Лысина Тута блестит на солнце так ярко, что я невольно жмурюсь.
На поле боя не так заметно, что дети Черного Солнца безволосы. Собираясь в битву, они надевают короткие полосатые платки, которые называют клафтами. По цвету полос клафта можно легко понять, военачальник перед тобой или простой пехотинец. Тут в бою был хорош: моложе, стройнее, чем сейчас, с высокомерной улыбкой, достойной царевича. Клафт на нем сверкал золотыми нитями и заколкой-скарабеем.
Настоящий царевич выглядел скромнее, но дрался не в пример яростнее. Подозревал, наверное, что его жизнь пожелают наши боги. А за Тута я получил бы отличный выкуп – что им простой смертный, пусть и полководец? Это с царским родом Черного Солнца у наших богов особые счеты…
Но на рожон, в отличие от царевича, Тут не лез. Осмотрительный воин, рассудительный политик, цепкий, но с самомнением выше храма Шамирам. Навозный жук – самый крепкий из своего многочисленного рода.
Позолоченные скарабеи сверкают на нем и теперь. Не пожалел Тута его царь: отправил на чужбину, к нам, в наказание за поражение и гибель Гудеи. Дал почетный титул посла, однако всем известно, как выходцы из Черного Солнца ненавидят покидать свою землю. И годы Тута не пощадили: он обрюзг, обзавелся изрядным животом и одышкой. В жару его льняная, по моде Черного Солнца, юбка из белой становится серой – хоть выжимай. И гнилостный запах не перебивают даже благовония. Но подведенные черным глаза смотрят хитро, с насмешкой. Тут делает вид, что увлечен игрой, однако на самом деле – мной. Я давным-давно убедился: он замечает все.

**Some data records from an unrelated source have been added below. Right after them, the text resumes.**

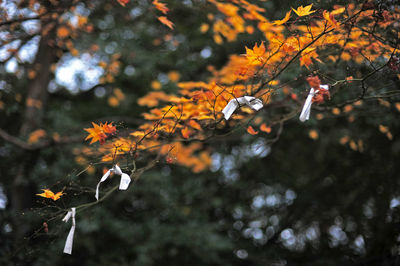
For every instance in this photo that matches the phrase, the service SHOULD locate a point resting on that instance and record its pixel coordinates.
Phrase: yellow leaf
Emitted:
(397, 105)
(303, 11)
(194, 125)
(204, 27)
(174, 76)
(50, 195)
(265, 129)
(336, 111)
(284, 20)
(36, 135)
(251, 131)
(313, 134)
(62, 32)
(155, 85)
(185, 133)
(164, 20)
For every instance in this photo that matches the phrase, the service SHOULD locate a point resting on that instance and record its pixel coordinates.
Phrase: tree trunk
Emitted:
(23, 188)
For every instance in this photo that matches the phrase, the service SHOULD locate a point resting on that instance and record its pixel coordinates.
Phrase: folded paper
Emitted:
(254, 103)
(305, 112)
(124, 183)
(70, 237)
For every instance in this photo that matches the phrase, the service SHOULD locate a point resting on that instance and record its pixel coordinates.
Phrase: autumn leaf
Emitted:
(164, 20)
(63, 32)
(255, 56)
(284, 20)
(251, 131)
(99, 132)
(313, 134)
(123, 2)
(194, 125)
(265, 128)
(185, 133)
(49, 194)
(303, 11)
(36, 135)
(160, 6)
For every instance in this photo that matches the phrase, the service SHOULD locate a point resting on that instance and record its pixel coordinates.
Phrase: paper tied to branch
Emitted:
(254, 103)
(70, 237)
(124, 183)
(305, 112)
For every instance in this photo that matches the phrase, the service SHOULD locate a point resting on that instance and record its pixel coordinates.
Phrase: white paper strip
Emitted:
(125, 180)
(105, 176)
(305, 112)
(254, 103)
(123, 184)
(70, 237)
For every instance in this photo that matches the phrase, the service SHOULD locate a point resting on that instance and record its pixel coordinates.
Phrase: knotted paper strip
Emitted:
(124, 183)
(254, 103)
(70, 237)
(305, 113)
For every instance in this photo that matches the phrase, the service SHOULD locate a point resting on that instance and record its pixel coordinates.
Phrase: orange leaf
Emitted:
(303, 11)
(194, 125)
(123, 2)
(50, 195)
(284, 20)
(264, 128)
(251, 131)
(99, 132)
(164, 20)
(185, 132)
(160, 6)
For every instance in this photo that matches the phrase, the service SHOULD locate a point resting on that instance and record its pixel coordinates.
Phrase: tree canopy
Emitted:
(217, 132)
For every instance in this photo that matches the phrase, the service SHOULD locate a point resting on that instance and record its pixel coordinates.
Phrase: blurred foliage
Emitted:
(327, 198)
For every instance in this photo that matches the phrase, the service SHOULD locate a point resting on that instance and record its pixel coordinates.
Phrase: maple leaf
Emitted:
(284, 20)
(108, 128)
(164, 20)
(251, 131)
(265, 128)
(160, 6)
(256, 56)
(303, 11)
(194, 125)
(123, 2)
(50, 195)
(185, 133)
(99, 132)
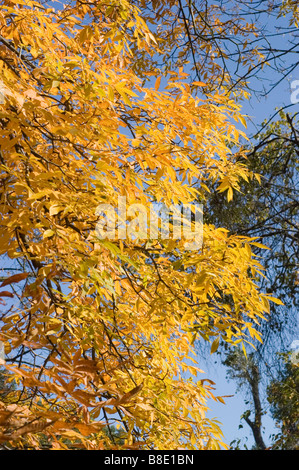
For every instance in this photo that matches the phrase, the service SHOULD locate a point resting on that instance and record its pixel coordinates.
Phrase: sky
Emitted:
(258, 110)
(229, 414)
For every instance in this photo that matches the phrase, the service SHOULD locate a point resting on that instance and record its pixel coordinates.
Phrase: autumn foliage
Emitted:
(101, 333)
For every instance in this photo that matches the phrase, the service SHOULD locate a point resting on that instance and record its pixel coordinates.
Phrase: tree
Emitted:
(101, 331)
(267, 209)
(283, 396)
(227, 44)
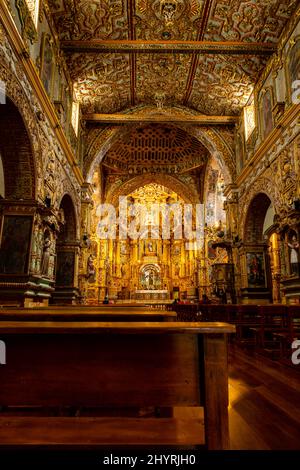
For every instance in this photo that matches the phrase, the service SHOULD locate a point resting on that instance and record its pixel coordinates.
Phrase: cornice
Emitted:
(191, 47)
(21, 51)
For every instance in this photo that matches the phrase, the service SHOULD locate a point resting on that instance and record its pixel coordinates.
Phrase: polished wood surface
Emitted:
(95, 432)
(107, 364)
(264, 397)
(141, 328)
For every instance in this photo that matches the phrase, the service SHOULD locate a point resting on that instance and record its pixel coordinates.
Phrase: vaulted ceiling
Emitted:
(202, 54)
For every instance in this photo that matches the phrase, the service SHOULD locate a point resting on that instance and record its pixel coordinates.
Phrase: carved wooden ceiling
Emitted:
(123, 53)
(155, 148)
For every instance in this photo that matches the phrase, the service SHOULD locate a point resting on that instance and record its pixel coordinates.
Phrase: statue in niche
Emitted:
(150, 247)
(294, 255)
(91, 271)
(46, 256)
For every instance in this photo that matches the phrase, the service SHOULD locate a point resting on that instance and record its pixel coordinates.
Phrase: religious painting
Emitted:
(47, 63)
(256, 270)
(15, 244)
(266, 105)
(65, 268)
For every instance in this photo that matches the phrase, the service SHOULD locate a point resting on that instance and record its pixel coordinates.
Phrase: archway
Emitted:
(99, 143)
(16, 154)
(66, 282)
(17, 205)
(260, 254)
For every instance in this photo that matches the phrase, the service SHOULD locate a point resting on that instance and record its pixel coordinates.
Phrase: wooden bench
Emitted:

И соглядатаев в Уруке у него едва ли не больше, чем у меня.
Впрочем, есть слабости и у Тута – мне хорошо о них известно. Поэтому я приказал не ставить блюда с фруктами и кубки с напитками на столе, а заранее отобрал красивых юношей, чтобы держали подносы. Тут любит смотреть на прекрасных невольниц, а еще – на изящных, стройных евнухов, тех, кого оскопили в детстве. Так любит, что постоянно отвлекается. А засмотревшись, может проговориться.
Рассказывают, что Тут приносит невольников в жертву своему богу-скарабею. И что этот бог пожирает их живьем. Врут, быть может. Но что мне известно доподлинно: красивые рабы входят в покои Тута и пропадают там без вести. Вряд ли они все настолько глупы, что умудряются заблудиться.
– Повелитель мудр и удачлив. – Тихий голос Тута мягок, под стать его женственной внешности. Уродливая бы вышла девка – толстая, одутловатая, к тому же лысая. Как же мы, иштарцы, любим сравнивать мужчин Черного Солнца с женщинами! Точнее, с блудницами – красятся так же ярко.
Помню, как по молодости удивлялся: у наших соседей все по-другому. Чем гуще размалевано лицо, тем выше статус. А волосы в Земле Черного Солнца не сбривают только детям, незамужним девицам да мальчишкам, не побывавшим на войне.
– Удачлив и мудр, – задумчиво повторяет Тут, глядя на доску для игры в сенет.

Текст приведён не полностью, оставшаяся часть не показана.